A call to action on International Women’s Day
Progress in gender equality has been undermined by the Covid-19 pandemic.
“We need a reflection on COVID-19 within a gender perspective because its impact has not been gender neutral”, said Sandra Ribeiro in a recent ETF Facebook Live discussion. Ms Ribeiro described how the Portuguese Presidency of the Council of the European Union is seeking to address structural gender inequalities which contributed to the unequal effect on women during the crisis.
How have women been affected?
Women have been at the frontline tackling the pandemic. In the EU, 76% of healthcare and social-care workers and 86% of personal care workers in health services are women. Women are also overrepresented in labour market sectors which suffered the most from the pandemic (retail, hospitality, care and domestic work) as their work could not be done remotely. At the same time lockdowns have impacted women’s work life balance the world over with women taking on the greater responsibility of work and family duties and care. And yet despite all this, the European Commission’s 2021 report on gender equality in the EU highlights that women are incredibly underrepresented in COVID-19 decision-making bodies.
What is the EU doing?
Gender equality has never been so high up on the EU's political agenda, and the European Commission has made significant efforts to implement the Gender Equality Strategy, adopted one year ago to ensure a gender-responsive recovery in the EU.

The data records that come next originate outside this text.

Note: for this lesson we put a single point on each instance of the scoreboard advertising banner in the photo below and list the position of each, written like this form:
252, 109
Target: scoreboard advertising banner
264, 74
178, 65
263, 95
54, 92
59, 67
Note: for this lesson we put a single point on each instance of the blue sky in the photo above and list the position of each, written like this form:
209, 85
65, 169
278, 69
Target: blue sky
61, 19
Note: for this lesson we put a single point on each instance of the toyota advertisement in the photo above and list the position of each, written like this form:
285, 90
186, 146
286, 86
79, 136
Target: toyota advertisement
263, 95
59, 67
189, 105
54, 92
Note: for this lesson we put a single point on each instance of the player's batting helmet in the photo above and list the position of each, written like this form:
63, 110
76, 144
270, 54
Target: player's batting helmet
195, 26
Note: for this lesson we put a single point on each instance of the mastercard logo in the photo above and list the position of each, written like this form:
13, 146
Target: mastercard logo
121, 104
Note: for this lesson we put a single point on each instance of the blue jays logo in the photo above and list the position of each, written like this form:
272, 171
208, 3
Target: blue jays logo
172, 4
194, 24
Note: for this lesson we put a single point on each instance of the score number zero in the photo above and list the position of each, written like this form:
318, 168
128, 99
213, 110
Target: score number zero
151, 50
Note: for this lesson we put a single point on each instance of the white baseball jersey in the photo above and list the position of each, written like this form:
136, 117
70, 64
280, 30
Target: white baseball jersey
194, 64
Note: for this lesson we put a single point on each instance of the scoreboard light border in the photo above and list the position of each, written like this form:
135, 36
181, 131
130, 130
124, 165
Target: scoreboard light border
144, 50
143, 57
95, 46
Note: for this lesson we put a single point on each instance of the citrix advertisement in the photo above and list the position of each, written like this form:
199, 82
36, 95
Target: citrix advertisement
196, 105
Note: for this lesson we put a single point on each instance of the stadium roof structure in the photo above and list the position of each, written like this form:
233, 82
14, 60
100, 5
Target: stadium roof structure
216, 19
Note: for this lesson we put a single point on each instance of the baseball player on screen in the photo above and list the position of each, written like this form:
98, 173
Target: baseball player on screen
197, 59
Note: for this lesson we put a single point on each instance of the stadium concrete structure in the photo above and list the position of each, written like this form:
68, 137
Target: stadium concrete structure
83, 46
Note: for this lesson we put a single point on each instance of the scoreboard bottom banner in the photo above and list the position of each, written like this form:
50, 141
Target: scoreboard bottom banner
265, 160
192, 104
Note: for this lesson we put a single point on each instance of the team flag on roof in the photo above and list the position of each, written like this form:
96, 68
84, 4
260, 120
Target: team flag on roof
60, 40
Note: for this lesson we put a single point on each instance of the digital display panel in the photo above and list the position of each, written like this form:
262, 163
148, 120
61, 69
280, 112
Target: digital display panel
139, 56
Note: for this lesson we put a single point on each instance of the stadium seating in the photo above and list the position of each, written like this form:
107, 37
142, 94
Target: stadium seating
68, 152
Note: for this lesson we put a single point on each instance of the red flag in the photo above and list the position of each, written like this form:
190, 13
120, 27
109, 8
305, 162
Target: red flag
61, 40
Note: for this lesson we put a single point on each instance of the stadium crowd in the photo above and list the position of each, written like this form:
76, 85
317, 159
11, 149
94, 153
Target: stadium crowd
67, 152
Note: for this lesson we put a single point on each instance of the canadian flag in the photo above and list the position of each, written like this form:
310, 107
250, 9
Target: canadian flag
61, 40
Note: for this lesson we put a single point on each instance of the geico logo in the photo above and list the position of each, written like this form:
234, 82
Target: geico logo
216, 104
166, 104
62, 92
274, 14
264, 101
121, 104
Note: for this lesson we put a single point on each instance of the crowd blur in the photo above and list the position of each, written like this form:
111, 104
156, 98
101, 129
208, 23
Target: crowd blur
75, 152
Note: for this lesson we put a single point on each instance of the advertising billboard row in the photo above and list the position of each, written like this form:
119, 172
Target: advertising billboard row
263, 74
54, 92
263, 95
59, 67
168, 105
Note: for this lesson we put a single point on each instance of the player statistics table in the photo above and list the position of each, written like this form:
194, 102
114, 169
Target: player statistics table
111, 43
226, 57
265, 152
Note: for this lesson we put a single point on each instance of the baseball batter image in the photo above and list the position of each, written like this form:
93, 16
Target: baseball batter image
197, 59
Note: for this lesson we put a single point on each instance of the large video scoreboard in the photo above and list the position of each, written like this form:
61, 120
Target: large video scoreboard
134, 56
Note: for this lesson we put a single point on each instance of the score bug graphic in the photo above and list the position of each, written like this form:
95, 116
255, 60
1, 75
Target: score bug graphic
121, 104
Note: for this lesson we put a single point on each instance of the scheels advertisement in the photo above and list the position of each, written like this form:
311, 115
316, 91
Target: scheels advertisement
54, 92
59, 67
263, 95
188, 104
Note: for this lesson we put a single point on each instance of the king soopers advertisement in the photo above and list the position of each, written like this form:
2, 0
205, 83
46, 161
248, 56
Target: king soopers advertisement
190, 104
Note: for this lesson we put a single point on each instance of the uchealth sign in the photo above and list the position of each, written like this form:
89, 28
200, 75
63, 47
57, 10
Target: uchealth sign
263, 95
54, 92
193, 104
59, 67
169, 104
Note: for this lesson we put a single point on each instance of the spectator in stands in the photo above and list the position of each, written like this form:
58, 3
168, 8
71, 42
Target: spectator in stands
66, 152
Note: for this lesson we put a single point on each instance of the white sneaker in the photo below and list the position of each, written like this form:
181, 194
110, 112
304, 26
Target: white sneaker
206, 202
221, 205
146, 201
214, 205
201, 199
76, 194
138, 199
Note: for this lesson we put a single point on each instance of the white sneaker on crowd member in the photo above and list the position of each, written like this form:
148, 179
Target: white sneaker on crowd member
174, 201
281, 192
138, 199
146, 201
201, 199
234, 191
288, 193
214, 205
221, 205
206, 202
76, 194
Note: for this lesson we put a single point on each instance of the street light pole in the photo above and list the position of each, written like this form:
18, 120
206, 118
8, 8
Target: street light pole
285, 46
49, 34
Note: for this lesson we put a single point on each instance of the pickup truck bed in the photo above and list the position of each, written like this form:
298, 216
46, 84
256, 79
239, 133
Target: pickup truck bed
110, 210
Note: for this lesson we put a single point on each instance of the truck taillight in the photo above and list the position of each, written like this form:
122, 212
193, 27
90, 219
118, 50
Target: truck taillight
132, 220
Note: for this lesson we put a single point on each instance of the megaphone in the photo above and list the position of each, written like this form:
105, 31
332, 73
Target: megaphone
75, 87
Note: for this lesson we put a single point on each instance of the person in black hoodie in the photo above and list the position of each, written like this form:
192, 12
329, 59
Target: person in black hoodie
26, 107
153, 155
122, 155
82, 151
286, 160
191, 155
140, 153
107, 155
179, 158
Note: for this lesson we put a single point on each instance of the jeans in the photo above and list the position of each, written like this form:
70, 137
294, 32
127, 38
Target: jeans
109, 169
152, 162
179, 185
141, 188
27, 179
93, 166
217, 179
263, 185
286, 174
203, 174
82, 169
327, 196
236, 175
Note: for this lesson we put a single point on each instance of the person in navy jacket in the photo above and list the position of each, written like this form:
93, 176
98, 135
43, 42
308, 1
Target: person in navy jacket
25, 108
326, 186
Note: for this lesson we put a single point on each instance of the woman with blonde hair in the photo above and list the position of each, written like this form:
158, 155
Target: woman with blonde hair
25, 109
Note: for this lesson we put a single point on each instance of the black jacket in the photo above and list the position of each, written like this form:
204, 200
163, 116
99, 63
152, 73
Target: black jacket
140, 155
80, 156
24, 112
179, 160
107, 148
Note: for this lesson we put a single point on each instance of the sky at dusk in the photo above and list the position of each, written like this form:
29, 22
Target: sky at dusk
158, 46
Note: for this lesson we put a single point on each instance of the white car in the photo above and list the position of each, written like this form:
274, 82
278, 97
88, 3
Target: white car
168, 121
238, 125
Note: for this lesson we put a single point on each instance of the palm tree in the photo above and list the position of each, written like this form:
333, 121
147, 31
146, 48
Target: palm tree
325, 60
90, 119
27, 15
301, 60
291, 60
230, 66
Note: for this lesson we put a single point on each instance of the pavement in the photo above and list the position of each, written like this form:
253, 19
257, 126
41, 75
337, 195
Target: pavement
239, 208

In the Digital Education Action Plan and Updated Skills Agenda, the Commission announced a range of actions ensuring that girls and young women are equally present in ICT studies and digital skills development. Moreover, in the Action Plan to implement the European Pillar of Social Rights gender equality is at its core and establishes, amongst others, ambitious targets for women's participation in the labour market and the provision of early childcare.
The Commission also strengthened gender equality outside of the EU by presenting, in November 2020, the new Gender Action Plan (GAP III) for 2021-2025, an ambitious agenda for gender equality and women's empowerment in EU external action.
What is the ETF doing?
Social inclusion and gender equality are fundamental transversal issues within ETF’s work supporting human capital development within our partner countries. The ETF’s work is devised and delivered in the context of the European Union’s policies and the EU's external relations priorities in support of the UN's Sustainable Development Goals, for which the empowerment of women and girls is a key element and a key contributor to economic growth and development.
The ETF’s operations in developing countries are also guided by the European Consensus on Development, which is a commitment by the EU and its Member States to support inclusive lifelong learning and equitable quality education in developing countries. Special attention is paid to education and training opportunities for girls and women. Drawing upon the EU’s Digital Education and Action Plan and the EU Skills Agenda focus is given to developing digital literacy and skills as an important tool to empower people to promote social inclusion and to facilitate participation in democratic governance and the digital economy.
More specifically, the ETF undertakes an annual data compilation (KIESE) exercise with our partner countries to inform our activities. The most recent exercise, for instance, highlighted the higher participation of women in education, especially at tertiary level, but that women remain largely under-represented in Science, Technology, Engineering and Mathematics (STEM).
Additionally, during the last decade, the ETF has actively supported women entrepreneurs and the development of the relevant skills and competences. The reports provide policy recommendations for institutions and decision makers on how to address the women’s entrepreneurship agenda in national and regional contexts.